OpenStack and the SDSC Research Cloud

Ian Armas Foster

The San Diego Supercomputer Center launched a public cloud system for universities in the area designed specifically to run on commodity hardware with high performance solid-state drives. The center, which currently holds 5.5 PB of raw storage, is open to educational and research users in the University of California. But perhaps the most notable feature of the system is that it is built off OpenStack Swift object-based storage, important for the research facilities SDSC plans to serve.

Object-based storage is not a new thing for cloud providers; indeed it exists as the foundation for stores built by Amazon, Google, and Microsoft. However, the fact that an open source initiative like OpenStack will form the backbone of this cloud-based research network offers cost and customization advantages. Part of that customization includes supporting both Rackspace/Swift API and the standard Amazon Simple Storage Service (S3) toolsets.

“My group is a group of three,” said SDSC Storage Platform Manager Steve Meier on the advantages of an open source platform permeating the research network. “We manage the infrastructure. We do some development and keep things going, but we didn’t have a large team to build and support clients and run the infrastructure as well. If you have users that are currently using S3, and they have scripts or command-line clients or other ways to manipulate their data upload, download, search, theoretically they could now point that tool at SDSC’s cloud storage and it would just work.”

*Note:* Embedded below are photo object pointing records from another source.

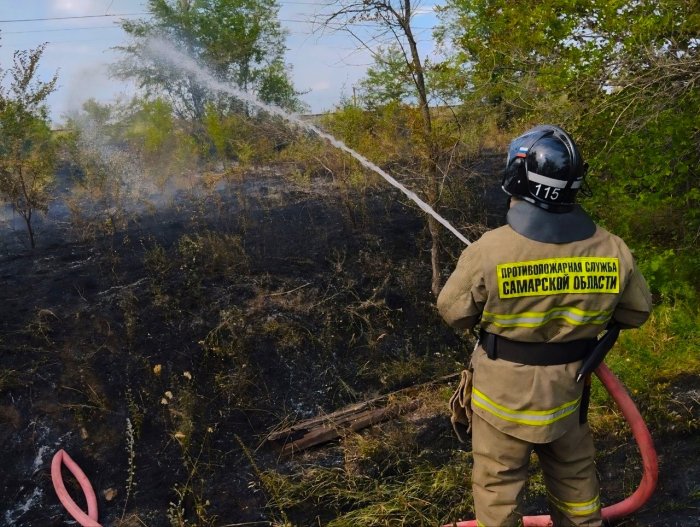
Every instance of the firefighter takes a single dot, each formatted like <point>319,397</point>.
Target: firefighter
<point>542,288</point>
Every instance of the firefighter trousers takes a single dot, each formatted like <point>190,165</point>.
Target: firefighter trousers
<point>500,471</point>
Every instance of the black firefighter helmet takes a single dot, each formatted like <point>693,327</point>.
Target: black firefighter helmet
<point>545,168</point>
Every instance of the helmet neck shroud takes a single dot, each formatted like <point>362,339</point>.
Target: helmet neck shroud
<point>537,224</point>
<point>544,167</point>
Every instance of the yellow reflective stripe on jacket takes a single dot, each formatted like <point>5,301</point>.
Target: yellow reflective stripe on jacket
<point>574,508</point>
<point>524,417</point>
<point>533,319</point>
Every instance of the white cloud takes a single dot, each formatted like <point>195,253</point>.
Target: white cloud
<point>75,7</point>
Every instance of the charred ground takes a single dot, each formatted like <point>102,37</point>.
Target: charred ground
<point>162,349</point>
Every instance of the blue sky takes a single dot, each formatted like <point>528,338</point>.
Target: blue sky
<point>327,65</point>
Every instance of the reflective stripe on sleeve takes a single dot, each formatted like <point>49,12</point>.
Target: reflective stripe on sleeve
<point>524,417</point>
<point>576,508</point>
<point>533,319</point>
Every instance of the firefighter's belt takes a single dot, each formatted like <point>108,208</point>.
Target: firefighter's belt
<point>535,353</point>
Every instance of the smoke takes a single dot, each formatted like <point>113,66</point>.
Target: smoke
<point>162,50</point>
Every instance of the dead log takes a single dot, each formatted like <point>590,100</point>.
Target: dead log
<point>328,427</point>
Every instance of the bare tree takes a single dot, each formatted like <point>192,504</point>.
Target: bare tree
<point>393,19</point>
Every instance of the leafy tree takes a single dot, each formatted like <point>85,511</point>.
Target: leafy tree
<point>241,41</point>
<point>622,76</point>
<point>27,148</point>
<point>400,65</point>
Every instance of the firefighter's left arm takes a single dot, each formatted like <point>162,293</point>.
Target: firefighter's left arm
<point>462,299</point>
<point>634,306</point>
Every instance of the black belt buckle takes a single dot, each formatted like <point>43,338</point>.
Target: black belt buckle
<point>488,342</point>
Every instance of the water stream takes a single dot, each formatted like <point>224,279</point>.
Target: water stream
<point>163,50</point>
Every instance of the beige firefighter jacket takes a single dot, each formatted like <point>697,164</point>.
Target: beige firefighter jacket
<point>531,291</point>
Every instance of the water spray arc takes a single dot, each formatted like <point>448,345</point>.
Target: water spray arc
<point>161,49</point>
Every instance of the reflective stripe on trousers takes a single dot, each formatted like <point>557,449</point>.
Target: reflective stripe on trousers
<point>524,417</point>
<point>572,508</point>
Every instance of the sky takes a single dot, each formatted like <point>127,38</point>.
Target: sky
<point>325,64</point>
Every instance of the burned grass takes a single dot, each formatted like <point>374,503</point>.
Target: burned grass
<point>160,355</point>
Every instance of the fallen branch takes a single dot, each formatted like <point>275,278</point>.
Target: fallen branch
<point>328,427</point>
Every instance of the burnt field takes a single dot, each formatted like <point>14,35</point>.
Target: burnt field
<point>162,347</point>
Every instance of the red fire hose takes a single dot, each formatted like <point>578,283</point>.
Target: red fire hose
<point>85,520</point>
<point>646,448</point>
<point>618,510</point>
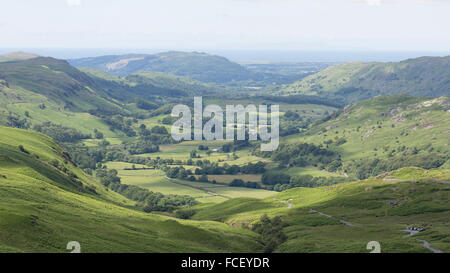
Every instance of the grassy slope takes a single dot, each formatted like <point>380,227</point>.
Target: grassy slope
<point>375,127</point>
<point>41,209</point>
<point>368,205</point>
<point>57,81</point>
<point>425,76</point>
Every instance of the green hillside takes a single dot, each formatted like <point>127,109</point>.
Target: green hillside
<point>43,207</point>
<point>16,56</point>
<point>199,66</point>
<point>350,82</point>
<point>57,81</point>
<point>383,134</point>
<point>345,217</point>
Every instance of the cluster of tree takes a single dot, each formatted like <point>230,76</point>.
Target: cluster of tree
<point>16,122</point>
<point>236,145</point>
<point>301,154</point>
<point>207,167</point>
<point>155,135</point>
<point>184,213</point>
<point>242,183</point>
<point>142,146</point>
<point>145,104</point>
<point>280,181</point>
<point>303,99</point>
<point>92,157</point>
<point>271,231</point>
<point>150,201</point>
<point>60,133</point>
<point>177,172</point>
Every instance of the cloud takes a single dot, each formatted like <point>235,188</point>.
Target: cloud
<point>373,2</point>
<point>73,3</point>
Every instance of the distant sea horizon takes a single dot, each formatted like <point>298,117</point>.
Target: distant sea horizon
<point>245,56</point>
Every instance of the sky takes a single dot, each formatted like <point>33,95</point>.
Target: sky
<point>290,25</point>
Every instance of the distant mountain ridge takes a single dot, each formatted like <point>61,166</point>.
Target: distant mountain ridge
<point>350,82</point>
<point>199,66</point>
<point>16,56</point>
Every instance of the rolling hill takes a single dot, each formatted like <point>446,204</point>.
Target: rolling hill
<point>351,82</point>
<point>46,201</point>
<point>17,56</point>
<point>199,66</point>
<point>344,218</point>
<point>383,134</point>
<point>57,81</point>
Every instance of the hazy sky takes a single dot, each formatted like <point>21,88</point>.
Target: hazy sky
<point>414,25</point>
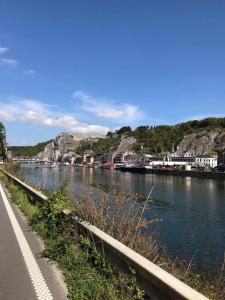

The system was actually born out of SDSC’s movement away from tape-based storage, a system used by many for long-term data. However, the tape method, whose data is slow and expensive to recover, does not jive well with the realization by research institutions that all data could be useful data.

“The best use case for tape is ‘write once, read never,’” Meier said. “Our researchers archive and look at data more often,” Meier said. “When you have lots of accesses coming from reading back, and then [you have to] keep up with all the writes, there are additional costs to have enough hardware resources to also validate the tapes. All of those considerations made tape an expensive technology for us…With object storage, you can use relatively cheap hardware. You can spread your investment out.”

The inexpensive hardware to which Meier referred includes 14 Aberdeen x539 storage servers each equipped with 24 Hitachi 2 TB near-line SAS drives.

The promise is that SDSC’s cloud-based research network will be relatively inexpensive, coming in at a set rate of $0.0325 per month for a GB of storage. That translates to $32.50 per TB per month or $390 per TB per year.

Meier’s hope was not to compete with major cloud providers like Amazon and Google but rather to build an inexpensive option for researchers. “We never intended to directly compete [with major cloud providers]. As a non-profit, that’s not our charter,” Meier said. “Our competition was to try to come up with technology that gave our researchers competitive advantages to get grants and have technologies that they could use to help further their research.”